What a difference! Since about 1870, Chicago has been by far the most-mentioned of these four, in English-language literature. To keep this short, I'll refrain from adding graphs for overseas cities, but as a hint for the US-centric: London is mentioned at least twice as often as Chicago, every year, and at that same level, steady, going back 250 years or more.

In a part of the web page that I didn't show, you are offered the chance to download portions of their word index to do your own larger-scale experiments. There's your chance to try this experiment with dozens of cities, or word groups of your choice.

Wednesday, March 17, 2010

Emphasis on seeing

kw: observations, analysis, graphics

I spent yesterday at a course or seminar by Edward Tufte, famous for promoting large "supergraphic" displays over the kind of overly focused walk-along-the-garden-path approach taken by many presenters, particularly when using display software such as PowerPoint. Dr. Tufte's very favorite graphic image seems to be this 1869 chart by Charles Minard, which shows the "progress" of Napoleon's 1812 advance and failed attack on Moscow, and his retreat in the dead of winter.

This chart shows at least six variables plotted over time, for the months of the campaign. There is a rather large file behind this small reproduction; click it to see. Its story of the death of nearly 420,000 men by disease and cold makes it one of the most effective graphics ever devised.

The following, a much less rich image, nonetheless has a number of salutary design features; it is not one of Dr. Tufte's examples, but one I selected for my own analysis. It shows American home prices, adjusted for inflation and indexed to 1890.

Dr. Tufte frequently complains of "chartjunk". There is little of that here. He promotes such a combination of words and graphic elements. Not only does it draw us along the time line, but the highlighted epochs emphasize the historical context of certain inflections. I would, however, fault this chart for its over-extrapolated dashed line on the right. Without some indication of variability, this looks too much like an "I said so" kind of prediction.

In recent years, Dr. Tufte has partly shifted his focus from large-scale graphics to those of the smallest practicable scale. He was inspired by Galileo's use of small images right in the text of his writings about his telescopic observations.

The images of Saturn as he saw them under different atmospheric conditions are just the right size. They almost serve as words in the text. There is no need for the eyes to jump to a "Figure" at the margin and back to the text one is reading.

The name Dr. Tufte uses for little line graphics that fit right into the text is Sparkline.
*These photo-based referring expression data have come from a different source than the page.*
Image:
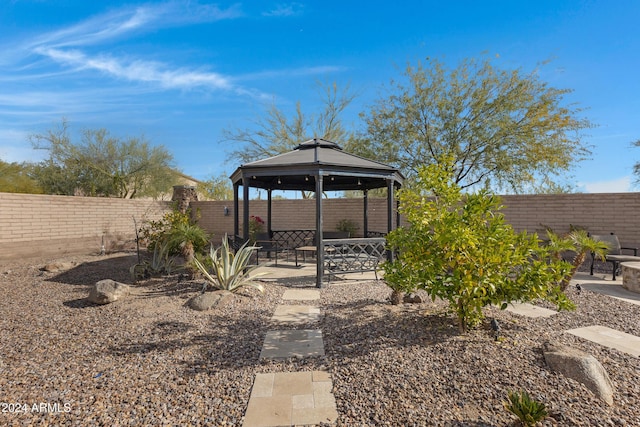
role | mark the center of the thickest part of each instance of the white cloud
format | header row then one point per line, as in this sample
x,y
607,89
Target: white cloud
x,y
141,71
121,22
620,185
289,9
14,147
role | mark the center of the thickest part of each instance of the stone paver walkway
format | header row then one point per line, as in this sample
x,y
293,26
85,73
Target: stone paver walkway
x,y
291,398
608,337
301,295
296,314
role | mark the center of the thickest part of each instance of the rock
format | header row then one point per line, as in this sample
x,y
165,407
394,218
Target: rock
x,y
208,300
107,291
580,366
412,299
55,267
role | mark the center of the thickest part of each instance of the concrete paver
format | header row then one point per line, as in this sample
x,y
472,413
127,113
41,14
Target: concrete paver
x,y
611,338
295,398
301,294
530,310
292,343
296,314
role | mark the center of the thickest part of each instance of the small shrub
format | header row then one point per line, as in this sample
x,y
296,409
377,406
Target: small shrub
x,y
348,226
529,411
177,234
459,248
256,226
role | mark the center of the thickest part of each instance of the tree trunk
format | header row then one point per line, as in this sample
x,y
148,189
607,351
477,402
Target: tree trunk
x,y
396,297
577,262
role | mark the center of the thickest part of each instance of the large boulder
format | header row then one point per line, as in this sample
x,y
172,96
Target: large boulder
x,y
580,366
207,300
107,291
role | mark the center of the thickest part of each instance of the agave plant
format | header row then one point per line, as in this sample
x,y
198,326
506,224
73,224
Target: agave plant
x,y
581,243
529,411
230,270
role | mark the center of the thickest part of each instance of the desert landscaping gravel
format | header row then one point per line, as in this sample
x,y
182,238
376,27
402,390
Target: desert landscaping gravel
x,y
149,360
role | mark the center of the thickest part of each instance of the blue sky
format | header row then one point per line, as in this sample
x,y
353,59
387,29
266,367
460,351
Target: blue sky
x,y
178,72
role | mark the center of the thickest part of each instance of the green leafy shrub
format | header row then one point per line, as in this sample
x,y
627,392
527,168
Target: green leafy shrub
x,y
529,411
177,233
460,249
348,226
230,270
256,226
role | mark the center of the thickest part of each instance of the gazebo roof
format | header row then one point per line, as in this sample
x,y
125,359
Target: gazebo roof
x,y
296,170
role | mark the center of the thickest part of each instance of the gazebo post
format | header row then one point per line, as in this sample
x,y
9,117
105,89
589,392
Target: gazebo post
x,y
236,209
269,200
319,243
245,212
389,214
365,220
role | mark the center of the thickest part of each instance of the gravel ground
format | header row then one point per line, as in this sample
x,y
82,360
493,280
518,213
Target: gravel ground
x,y
149,360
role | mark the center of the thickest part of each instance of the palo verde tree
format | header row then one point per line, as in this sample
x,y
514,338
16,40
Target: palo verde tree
x,y
459,248
505,129
102,165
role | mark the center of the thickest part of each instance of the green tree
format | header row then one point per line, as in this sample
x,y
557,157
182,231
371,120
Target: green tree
x,y
636,167
102,165
217,188
277,133
18,178
506,130
460,249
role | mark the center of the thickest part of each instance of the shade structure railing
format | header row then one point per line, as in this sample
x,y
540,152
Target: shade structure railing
x,y
353,255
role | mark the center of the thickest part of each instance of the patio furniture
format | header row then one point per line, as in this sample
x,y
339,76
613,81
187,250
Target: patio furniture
x,y
615,255
265,244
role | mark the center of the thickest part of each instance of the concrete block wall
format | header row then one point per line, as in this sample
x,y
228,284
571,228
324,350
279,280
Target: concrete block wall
x,y
40,225
34,225
617,213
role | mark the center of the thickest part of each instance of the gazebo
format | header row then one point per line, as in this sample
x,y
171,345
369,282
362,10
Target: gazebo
x,y
316,166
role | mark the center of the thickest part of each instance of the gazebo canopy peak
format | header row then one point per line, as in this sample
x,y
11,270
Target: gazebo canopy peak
x,y
316,165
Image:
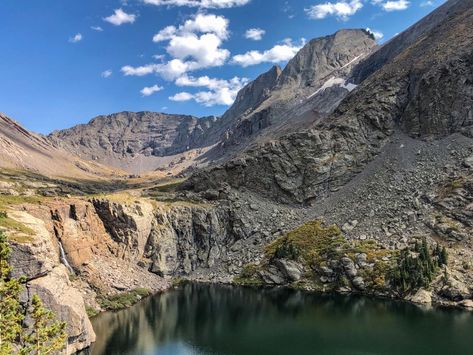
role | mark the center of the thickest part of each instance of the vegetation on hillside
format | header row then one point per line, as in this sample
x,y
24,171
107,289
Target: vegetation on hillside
x,y
417,268
25,328
320,248
122,300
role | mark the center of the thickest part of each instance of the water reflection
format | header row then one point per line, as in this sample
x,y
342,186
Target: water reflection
x,y
200,319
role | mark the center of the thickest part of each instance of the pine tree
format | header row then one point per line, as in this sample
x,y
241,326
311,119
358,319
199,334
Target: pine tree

Here is an example of ten lines of a financial table with Sparklines showing the historical trend of share prices during the prior year. Rather than convey exact quantitative measures, as some graphs are intended to do, Sparklines offer a quick impression of a trend or shape with meaning of its own.

These are remarkable for a single feature: nine of them look almost identical. Only the fifth line has a visibly different shape. This leads to further investigation, to determine that it is a different kind of fund than the others; bond rather than equity.

Sparklines have apparently already made it into the mainstream. This Yahoo Finance example shows a number of "hot" pieces of data that are updated as shares are traded. However, Dr. Tufte would deplore the boxes around the lines. They distract from the content.

Of a half-dozen principles of data presentation, one with which I was most impressed is to take better advantage of the intelligence and initiative of the audience. They know how to read, so don't read to them. But even more so, don't try to lead them by the nose. Begin a presentation with a handout and give them time to read it. Then the "prepared slides" can serve as visual aids for answering questions. You'll just need to be prepared to hop around!

In addition to a number of good ideas, each participant came away from the conference with a set of Dr. Tufte's four principal books about the use (and misuse) of graphics. I plan to read them all right through, but don't expect reviews in this space (except perhaps an omnibus review when I finish). It would be too much like reviewing an encyclopedia.